Later, dropping the temperature in Hell a few degrees lower, hubs even brought in the prelit tree and moved stuff around in the living room and erected it and plugged it in. The prelit tree was an issue for me about three years ago. We’ve always had real trees because I insisted. I like real trees; they smell right, I don’t have to shape the individual limbs, I like the way they relax and spread with decorations on them, and I don’t mind watering them or cleaning up needles. Until one year when one edge of the tree blanket slipped into the water reservoir and wicked all the water out, drenching Christmas presents. Even I wasn’t happy that year, so the next year, much to my partial disgust, we got a prelit tree. I suppose I’d rather have a plastic tree than gifts ruined by water damage, so I’m trying very hard to be OK with it. I’d like more lights, though, but that’s not going to happen unless I do it.
Which brings me to homeostasis. Not the destination you would expect, I imagine, but that’s where I’ve wound up. It’s the “I do more, you do less; you do more, I do less” dynamic of most relationships. It happens. It always happens. It’s a thing that is. It can be bad, it can be good, and the overall goal, as we’ve discussed in my women’s group, is to try to keep it balanced so that the whole burden of maintaining the relationship doesn’t continually fall on either party. For years it fell on me. It was crushing me over the last few years, and I just couldn’t take it any more, which is one reason why our marriage wound up on the rocks a year ago, and I wound up in therapy, squished and worn to an angry shadow.
Sometimes it shows up in little things, like planning for a holiday, decorating, gift buying, meal preparation, etc. And, for years, I did it all because he wouldn’t. Sometimes it felt false and/or I felt resentful or militant and angry about “having” to do it all to keep Christmas nice for the kids; sometimes I didn’t notice it as much because I had become inured to doing everything and was able to pretend it didn’t matter.

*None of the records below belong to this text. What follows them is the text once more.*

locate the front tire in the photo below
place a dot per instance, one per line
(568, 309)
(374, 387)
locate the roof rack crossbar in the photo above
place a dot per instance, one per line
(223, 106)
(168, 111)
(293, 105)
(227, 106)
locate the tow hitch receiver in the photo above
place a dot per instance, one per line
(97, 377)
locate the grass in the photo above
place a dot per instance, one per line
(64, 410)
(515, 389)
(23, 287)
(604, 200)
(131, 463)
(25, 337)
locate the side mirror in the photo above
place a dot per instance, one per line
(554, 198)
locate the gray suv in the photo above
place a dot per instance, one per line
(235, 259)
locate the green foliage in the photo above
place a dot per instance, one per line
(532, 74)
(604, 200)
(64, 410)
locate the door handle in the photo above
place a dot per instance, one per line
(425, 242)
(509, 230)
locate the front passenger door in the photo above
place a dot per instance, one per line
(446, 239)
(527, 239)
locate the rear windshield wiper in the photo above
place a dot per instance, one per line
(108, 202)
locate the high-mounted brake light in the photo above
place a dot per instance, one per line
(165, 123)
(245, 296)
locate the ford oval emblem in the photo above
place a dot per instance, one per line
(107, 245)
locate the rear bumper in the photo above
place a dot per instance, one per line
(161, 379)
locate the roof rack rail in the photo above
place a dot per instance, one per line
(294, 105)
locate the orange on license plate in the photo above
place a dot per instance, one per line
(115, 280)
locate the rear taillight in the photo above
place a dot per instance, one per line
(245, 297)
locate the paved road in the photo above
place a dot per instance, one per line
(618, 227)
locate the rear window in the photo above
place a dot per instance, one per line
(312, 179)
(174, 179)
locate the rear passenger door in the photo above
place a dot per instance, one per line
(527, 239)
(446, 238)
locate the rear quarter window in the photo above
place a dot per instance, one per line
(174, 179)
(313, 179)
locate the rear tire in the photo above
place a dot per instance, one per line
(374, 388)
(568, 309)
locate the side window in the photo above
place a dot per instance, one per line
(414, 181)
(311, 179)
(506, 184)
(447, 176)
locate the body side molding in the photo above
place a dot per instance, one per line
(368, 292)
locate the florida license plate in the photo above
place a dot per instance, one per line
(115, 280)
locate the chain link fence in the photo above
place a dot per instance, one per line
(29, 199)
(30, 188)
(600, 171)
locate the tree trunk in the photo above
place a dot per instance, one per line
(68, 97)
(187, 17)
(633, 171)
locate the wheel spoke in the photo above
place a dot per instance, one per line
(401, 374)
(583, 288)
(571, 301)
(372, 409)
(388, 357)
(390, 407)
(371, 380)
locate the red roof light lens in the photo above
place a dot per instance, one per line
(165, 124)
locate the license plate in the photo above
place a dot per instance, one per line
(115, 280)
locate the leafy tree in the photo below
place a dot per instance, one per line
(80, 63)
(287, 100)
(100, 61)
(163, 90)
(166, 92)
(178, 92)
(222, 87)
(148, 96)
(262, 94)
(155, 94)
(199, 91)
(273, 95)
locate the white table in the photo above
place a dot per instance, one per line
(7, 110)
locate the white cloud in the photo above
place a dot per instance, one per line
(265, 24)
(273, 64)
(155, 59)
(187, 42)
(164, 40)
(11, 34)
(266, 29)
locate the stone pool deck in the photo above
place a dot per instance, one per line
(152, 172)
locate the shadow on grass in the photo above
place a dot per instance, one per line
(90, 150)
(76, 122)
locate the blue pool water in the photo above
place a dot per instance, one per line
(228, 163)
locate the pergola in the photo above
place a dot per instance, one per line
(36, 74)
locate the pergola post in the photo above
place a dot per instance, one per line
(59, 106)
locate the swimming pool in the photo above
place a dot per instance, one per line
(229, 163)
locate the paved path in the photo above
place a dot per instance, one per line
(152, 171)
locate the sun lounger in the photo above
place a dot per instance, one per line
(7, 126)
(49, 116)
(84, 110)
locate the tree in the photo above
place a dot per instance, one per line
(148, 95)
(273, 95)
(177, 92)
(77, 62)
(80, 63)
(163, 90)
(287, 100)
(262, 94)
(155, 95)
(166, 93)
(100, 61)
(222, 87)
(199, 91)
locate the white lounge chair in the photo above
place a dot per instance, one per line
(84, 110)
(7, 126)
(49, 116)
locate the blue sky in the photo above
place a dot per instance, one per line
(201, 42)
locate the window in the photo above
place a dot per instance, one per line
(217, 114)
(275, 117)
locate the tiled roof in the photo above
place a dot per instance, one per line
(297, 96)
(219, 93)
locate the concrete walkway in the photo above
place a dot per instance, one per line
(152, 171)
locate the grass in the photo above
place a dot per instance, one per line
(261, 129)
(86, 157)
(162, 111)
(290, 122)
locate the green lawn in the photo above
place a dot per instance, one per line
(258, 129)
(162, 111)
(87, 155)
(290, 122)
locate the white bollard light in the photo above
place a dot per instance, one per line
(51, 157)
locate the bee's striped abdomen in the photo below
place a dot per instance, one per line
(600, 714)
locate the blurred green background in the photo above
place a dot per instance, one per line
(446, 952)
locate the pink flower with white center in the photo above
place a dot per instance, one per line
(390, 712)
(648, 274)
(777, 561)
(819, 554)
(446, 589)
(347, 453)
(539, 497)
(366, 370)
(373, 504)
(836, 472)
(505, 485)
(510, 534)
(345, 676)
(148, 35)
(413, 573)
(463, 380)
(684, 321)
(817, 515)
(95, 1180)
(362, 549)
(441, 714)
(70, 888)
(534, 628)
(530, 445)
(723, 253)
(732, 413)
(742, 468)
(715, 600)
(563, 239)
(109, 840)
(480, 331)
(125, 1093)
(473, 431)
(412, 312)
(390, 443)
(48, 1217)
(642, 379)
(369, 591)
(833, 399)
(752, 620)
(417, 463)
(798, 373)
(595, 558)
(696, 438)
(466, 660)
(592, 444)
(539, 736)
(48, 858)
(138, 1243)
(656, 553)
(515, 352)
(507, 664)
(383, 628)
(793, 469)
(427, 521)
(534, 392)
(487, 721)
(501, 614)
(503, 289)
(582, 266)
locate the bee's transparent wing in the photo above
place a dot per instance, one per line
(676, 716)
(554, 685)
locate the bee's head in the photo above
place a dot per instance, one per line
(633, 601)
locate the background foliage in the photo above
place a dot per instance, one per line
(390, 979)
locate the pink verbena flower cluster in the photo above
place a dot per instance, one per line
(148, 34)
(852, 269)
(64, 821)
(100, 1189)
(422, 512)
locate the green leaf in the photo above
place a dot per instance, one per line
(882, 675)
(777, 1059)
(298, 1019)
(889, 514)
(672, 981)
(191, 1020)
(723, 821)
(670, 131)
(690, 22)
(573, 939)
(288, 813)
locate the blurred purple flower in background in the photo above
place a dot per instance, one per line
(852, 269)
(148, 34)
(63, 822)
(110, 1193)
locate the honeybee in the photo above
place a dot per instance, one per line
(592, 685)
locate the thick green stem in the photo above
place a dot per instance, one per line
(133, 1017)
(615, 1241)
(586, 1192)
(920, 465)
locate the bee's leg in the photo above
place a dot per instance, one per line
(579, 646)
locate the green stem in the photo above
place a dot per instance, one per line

Last year, it mattered, and I did only enough to keep my head above the waters of bleak depression, and the kids from having an emotional brownout. It showed in some ways – I had even gotten to the point where I had previously bought gifts for myself and labeled them from hubs so that there’d be something under the tree for me; I took the kids shopping for me; I did everything. I couldn’t do it anymore last year, and consequently, I didn’t get much for Christmas. I got nothing from hubs because I didn’t get anything and label it from him. I didn’t feel like getting him much either, so I got him a couple of token gifts. He was in shock, which showed on his face, but he didn’t say anything. It eventually came up in couples counseling, and got discussed. I don’t know that we’ve resolved it, but some things changed.
And, mostly, what’s changed has been me. I’ve gotten better at asking for help, and if I don’t get any, then I just don’t do the thing. No more compensating. If I truly want to do something, I do it, and if I don’t, I don’t, and I don’t feel any pressure to do things to make my husband look like he cares; he can just do that himself. And maybe, just maybe, that little bit of homeostasis is working positively this year. We have lights, we have a tree, the decorations have been pulled out of storage, and I’m not shopping for myself. That all seems pretty good to me.